Fifa ethics report not expected to reveal smoking gun over Qatar bid

2022 hosts unlikely to be stripped of tournament
Behaviour of Russia, Australia, Qatar and England questioned
Michael Garcia
Michael Garcia will deliver his summary of a long awaited investigation into the controversial World Cup bidding process on Thursday. Photograph: Stuart Franklin - Fifa/FIFA via Getty Images

Fifa’s ethics committee judge will on Thursday deliver his summary of a long awaited investigation into the controversial World Cup bidding process but is not believed to have uncovered evidence that would justify stripping Qatar of the 2022 tournament.

The behaviour of several of the bidders involved in the convoluted and ill-conceived dual bidding process for the 2018 and 2022 tournaments is expected to be called into question, including Russia, Australia, Qatar and England.

Individuals who are no longer involved in football – including Jack Warner, Mohammed bin Hammam and Reynald Temarii – are expected to be criticised but the summary of the report does not at this stage name any other names.

Nor is there believed to be a “smoking gun” that links the behaviour of Mohammed bin Hammam, the Qatari former Asian Football Confederation president who was banned for life for offering bribes to officials during his challenge for the Fifa presidency, with the Qatar 2022 bid.

Russia, which won the right to stage the 2018 tournament, is understood to be criticised for its failure to co-operate with the investigation and is believed to have claimed that its computer systems were wiped in the wake of its victory so few email trails exist.

Hans-Joachim Eckert, the German judge who is head of the judiciary arm of the Fifa ethics committee, will produce a summary of the main findings, conclusions and recommendations of the investigation conducted over 18 months by Michael Garcia.

Aside from Russia and Qatar, the bidding nations comprised England, Holland-Belgium and Spain-Portugal for 2018, and the United States, Australia, Japan and South Korea for 2022.

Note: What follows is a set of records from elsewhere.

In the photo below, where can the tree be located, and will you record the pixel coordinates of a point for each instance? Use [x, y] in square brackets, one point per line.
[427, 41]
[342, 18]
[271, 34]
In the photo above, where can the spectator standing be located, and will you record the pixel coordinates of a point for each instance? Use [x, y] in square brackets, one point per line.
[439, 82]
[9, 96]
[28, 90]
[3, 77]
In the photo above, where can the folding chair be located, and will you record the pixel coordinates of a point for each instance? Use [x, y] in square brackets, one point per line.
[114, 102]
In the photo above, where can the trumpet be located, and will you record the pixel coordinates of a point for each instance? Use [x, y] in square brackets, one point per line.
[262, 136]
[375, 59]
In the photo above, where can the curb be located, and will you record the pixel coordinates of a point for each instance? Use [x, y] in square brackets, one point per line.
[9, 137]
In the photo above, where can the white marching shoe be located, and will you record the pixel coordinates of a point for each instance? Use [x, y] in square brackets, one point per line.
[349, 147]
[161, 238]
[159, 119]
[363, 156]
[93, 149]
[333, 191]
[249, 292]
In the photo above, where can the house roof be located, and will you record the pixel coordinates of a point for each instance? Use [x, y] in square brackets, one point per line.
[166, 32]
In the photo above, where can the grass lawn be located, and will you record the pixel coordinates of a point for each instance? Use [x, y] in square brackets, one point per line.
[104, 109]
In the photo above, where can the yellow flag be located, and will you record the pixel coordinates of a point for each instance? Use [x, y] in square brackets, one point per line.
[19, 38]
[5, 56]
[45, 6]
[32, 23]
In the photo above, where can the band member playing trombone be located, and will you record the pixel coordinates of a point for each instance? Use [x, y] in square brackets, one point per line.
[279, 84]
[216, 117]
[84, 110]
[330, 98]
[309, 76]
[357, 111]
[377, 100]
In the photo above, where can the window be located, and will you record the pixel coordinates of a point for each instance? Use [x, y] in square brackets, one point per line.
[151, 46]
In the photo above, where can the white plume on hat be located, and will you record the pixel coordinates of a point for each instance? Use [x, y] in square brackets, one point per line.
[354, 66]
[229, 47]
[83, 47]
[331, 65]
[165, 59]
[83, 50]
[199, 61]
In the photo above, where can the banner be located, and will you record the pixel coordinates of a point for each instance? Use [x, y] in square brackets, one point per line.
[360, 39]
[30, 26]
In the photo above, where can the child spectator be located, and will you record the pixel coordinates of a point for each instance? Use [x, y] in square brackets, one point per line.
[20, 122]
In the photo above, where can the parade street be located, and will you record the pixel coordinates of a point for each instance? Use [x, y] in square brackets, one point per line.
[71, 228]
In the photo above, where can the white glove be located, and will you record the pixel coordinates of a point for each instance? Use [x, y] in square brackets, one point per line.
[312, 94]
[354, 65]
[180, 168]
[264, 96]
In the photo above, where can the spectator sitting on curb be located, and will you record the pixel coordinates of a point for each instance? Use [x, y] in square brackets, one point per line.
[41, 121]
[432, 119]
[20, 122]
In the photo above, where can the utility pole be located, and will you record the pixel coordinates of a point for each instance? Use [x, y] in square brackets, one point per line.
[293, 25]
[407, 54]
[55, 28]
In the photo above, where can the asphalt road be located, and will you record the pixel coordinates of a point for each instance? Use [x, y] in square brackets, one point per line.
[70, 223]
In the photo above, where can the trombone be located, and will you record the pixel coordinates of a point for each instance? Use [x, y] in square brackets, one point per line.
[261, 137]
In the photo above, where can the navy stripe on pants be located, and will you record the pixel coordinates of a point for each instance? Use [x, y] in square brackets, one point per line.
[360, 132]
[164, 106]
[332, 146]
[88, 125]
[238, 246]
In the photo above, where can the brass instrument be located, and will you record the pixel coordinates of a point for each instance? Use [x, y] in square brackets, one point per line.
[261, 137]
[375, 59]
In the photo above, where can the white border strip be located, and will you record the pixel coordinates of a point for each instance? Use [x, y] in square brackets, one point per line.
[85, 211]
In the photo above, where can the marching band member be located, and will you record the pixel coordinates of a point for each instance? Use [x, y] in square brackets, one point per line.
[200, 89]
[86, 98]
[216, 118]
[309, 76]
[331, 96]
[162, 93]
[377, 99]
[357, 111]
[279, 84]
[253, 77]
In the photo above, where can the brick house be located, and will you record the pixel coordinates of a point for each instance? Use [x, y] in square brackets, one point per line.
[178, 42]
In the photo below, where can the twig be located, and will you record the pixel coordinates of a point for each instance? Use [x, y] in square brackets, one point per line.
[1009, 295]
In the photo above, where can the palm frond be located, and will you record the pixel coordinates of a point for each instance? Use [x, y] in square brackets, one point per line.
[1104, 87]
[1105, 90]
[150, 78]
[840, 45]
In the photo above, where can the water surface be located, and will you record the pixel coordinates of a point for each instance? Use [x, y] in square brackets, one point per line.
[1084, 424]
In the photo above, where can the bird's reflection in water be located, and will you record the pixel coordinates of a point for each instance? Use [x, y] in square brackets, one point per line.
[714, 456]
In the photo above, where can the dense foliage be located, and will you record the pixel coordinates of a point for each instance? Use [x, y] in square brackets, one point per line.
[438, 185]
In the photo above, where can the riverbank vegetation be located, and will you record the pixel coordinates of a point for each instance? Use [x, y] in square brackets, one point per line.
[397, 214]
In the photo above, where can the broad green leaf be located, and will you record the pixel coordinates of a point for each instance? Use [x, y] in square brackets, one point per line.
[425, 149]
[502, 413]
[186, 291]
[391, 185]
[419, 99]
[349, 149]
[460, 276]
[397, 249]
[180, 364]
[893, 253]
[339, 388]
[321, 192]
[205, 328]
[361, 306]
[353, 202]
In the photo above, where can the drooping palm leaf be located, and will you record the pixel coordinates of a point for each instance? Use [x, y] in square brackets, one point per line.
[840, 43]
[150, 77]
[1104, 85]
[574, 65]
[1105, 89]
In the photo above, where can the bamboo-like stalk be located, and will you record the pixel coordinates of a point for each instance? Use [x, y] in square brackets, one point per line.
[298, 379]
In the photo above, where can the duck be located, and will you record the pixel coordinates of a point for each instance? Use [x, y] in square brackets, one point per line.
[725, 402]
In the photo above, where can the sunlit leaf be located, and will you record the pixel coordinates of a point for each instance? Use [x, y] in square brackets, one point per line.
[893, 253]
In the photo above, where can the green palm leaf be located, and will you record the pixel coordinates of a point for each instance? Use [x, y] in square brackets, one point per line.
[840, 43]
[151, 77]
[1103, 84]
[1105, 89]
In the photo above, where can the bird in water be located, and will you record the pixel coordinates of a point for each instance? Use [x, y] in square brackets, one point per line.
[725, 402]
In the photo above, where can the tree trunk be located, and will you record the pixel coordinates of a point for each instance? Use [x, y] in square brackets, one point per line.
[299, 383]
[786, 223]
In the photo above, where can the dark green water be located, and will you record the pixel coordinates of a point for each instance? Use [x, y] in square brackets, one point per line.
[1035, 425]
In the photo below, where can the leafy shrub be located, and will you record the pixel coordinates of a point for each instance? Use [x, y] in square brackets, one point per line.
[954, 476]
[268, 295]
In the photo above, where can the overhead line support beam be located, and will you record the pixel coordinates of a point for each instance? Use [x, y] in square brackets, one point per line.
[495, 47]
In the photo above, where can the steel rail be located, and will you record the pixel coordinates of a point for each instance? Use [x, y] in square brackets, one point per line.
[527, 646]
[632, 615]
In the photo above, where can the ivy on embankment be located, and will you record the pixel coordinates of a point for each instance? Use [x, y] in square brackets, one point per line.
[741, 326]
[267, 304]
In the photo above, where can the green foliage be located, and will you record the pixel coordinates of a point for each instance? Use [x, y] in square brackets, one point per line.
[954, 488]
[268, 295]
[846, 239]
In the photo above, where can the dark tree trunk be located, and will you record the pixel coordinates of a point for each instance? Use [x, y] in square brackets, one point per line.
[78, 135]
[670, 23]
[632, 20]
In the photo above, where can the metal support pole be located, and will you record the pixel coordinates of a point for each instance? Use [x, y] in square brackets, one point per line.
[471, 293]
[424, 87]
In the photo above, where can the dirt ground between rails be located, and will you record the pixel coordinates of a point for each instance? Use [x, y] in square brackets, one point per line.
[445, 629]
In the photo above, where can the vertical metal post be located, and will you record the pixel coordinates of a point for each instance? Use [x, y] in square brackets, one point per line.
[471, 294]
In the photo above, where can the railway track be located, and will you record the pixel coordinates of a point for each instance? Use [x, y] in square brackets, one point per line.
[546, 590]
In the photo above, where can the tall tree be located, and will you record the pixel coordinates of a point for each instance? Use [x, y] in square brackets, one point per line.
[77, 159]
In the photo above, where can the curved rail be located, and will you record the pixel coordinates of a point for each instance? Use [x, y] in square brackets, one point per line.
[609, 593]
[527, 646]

According to sources, the “plague on all their houses” nature of the summary makes it even less likely that the investigation will lead to either Russia or Qatar being stripped of the tournament.

The Sunday Times uncovered evidence that Bin Hammam had made a series of major payments to football officials during his presidential bid that amounted to millions of dollars, which coincided with the Qatar 2022 World Cup campaign, leading to genuine concern in Doha that Fifa would strip them of the tournament.

Australia’s bid, which cost taxpayers $40m and received just a single vote, also came under scrutiny for development funds paid and gifts distributed in parts of the football world in which influential Fifa executive committee members had votes.

Garcia was compromised from the start by the fact that he had no power to seize phone records or email traffic and those corrupt former Fifa officials who are no longer involved in the game could not be compelled to talk.

Those involved in the ill-starred England 2018 bid are believed to have co-operated freely with Garcia. As a result England’s bid – which cost £21m and gained just two votes – is likely to be disproportionately criticised for relatively minor infractions.

They could include the Mulberry handbags given to the wives of executive committee members during a visit to London and the decision to pay for a Concacaf dinner in the Caribbean fiefdom of the controversial ex-Fifa vice president Jack Warner.

Despite limited powers, Garcia has been determined to investigate as best he can, travelling to each of the bidding nations to gather evidence. Garcia is banned from Russia under a tit-for-tat response to US sanctions and the reports into the Russian bid and the USA were compiled by Garcia’s deputy, Cornel Borbély, to avoid conflicts of interest.

The bid process was hit by a series of corruption claims, including the allegation that Qatar colluded with Spain to swap votes and evidence that two members of the Fifa executive committee sought sweeteners in return for their vote.The 42-page summary of the former New York district attorney’s 430-page report has itself been mired in controversy as Fifa has come under pressure to publish the investigation in full.

With whistleblowers interviewed by Garcia having been promised anonymity, Eckert has insisted that he will only publish “a summary of the main findings, conclusions and recommendations of the report, as well as a brief evaluation of the same”.

Others, including Garcia himself, have pushed for the full publication of the report with names redacted. The investigator is understood to have made a number of recommendations about how the bidding process could be improved in future, as well as recommending sanctions against certain individuals.

It remains unclear whether Eckert will name names at this stage, promising sanctions by spring next year. Regardless, he has said that any decision on whether to strip Russia or Qatar of the World Cup would be taken by the Fifa executive committee and not by the ethics committee.

Much of the credibility of the report rests on whether Fifa’s twin chamber ethics committee, set up in the wake of the avalanche of corruption allegations that engulfed world football’s governing body in 2011, is seen as truly independent.

Meanwhile, the FBI is continuing to investigate claims of tax evasion and money laundering related to former Fifa executives.